Not exactly "countered", but addressed to some extent. The various molecules in curcumin can interfere with the classic measures of cell properties and give false positives. This research used a new (somewhat early stage) method based on electrical impedence that should not be vulnerable to these false signals.
The author's wrote: said...
other authors recently claimed that chemical properties of curcumin could have interfered with in vitro experiments in most studies, raising doubts on the beneficial effect of this substance . To obtain more robust data, we analyzed the anti-apoptotic properties of curcumin by exploiting different methods including label-free measures.
In particular, there was a recent warning about the possibility that much of the research data on curcumin may be weakened, or even invalidated, when natural properties of fluorescence and protein binding of the compound are taken into account . The inclusion in our research plan of a label-free assay based on cell impedance analysis allows ruling out such interferences.
also "it works" is too broad a term. It does seem to decrease cell death in the mucosa when exposed to IFN-gamma. This could potentially play a protective role in IBD pathogenesis - but that was not exactly studied in this research.
the authors wrote said...
Although a cell line cultured in the laboratory can hardly reflect the complex physiology of intestinal mucosa, HT29 cells are considered a good model to study cytokine-induced apoptosis in epithelial cells.
[...] Increased apoptosis in epithelial cells is thought to contribute to increased permeability and amplification of inflammation. Thus, inhibiting inflammation-induced epithelial cell apoptosis may be relevant to the prevention or the treatment of IBD
[...] Despite being encouraging, our results need further and deeper investigations aimed at establishing whether curcumin could be a potential therapeutic molecule for IBD and, in particular, for UC.
[...] since we used ultra-pure curcumin, we should warn about the risk of translating our results to commercially-available preparations of curcuma, which may contain several other compounds with contrasting effects on mucosal immunity
Further, the authors note that a drug based on curcumin - not the supplement curcumin itself - may have the most promise:
they point out said...
An issue that should be addressed to assess the real potential of curcumin into the clinic concerns its poor aqueous solubility and low bioavailability, which may hinder in vivo efficacy ; low plasma levels and limited tissue distribution of curcumin appear to be due to poor absorption, high-rate metabolism, and rapid systemic clearance.

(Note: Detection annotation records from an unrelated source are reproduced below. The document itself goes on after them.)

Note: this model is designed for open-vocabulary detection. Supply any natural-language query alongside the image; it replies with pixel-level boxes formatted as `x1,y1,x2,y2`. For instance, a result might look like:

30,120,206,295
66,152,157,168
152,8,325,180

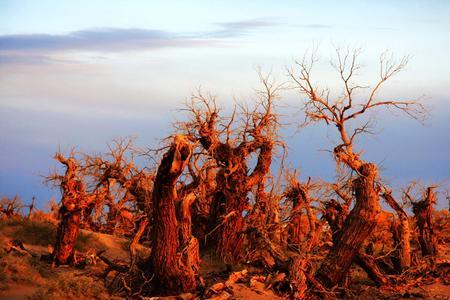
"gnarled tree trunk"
381,192,411,271
413,187,437,257
52,153,86,266
324,200,388,286
52,206,81,266
150,136,199,294
316,163,380,288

A possible solution to these issues would be the development of different types of curcumin formulations, such as nanoparticles, liposomes, or phospholipid complexes, which increase and improve not only its stability, but also its biodistribution and absorption
Overall this is promising. Only a few biologics focus on cell adhesion, and this adds to the adhesion line of research, as well as potentially ties in with research on mucosal permeability and lasting GI distress after inflammation is controlled. Taken together with some of the Cannabinoids research, several new substances and mechanisms are showing promise in basic and animal research.
Just don't go out and eat a bottle of curcumin based on this early stages work. My advice would be to supplement in moderation, so if some of the other molecules prove harmful, you are not poisoning yourself.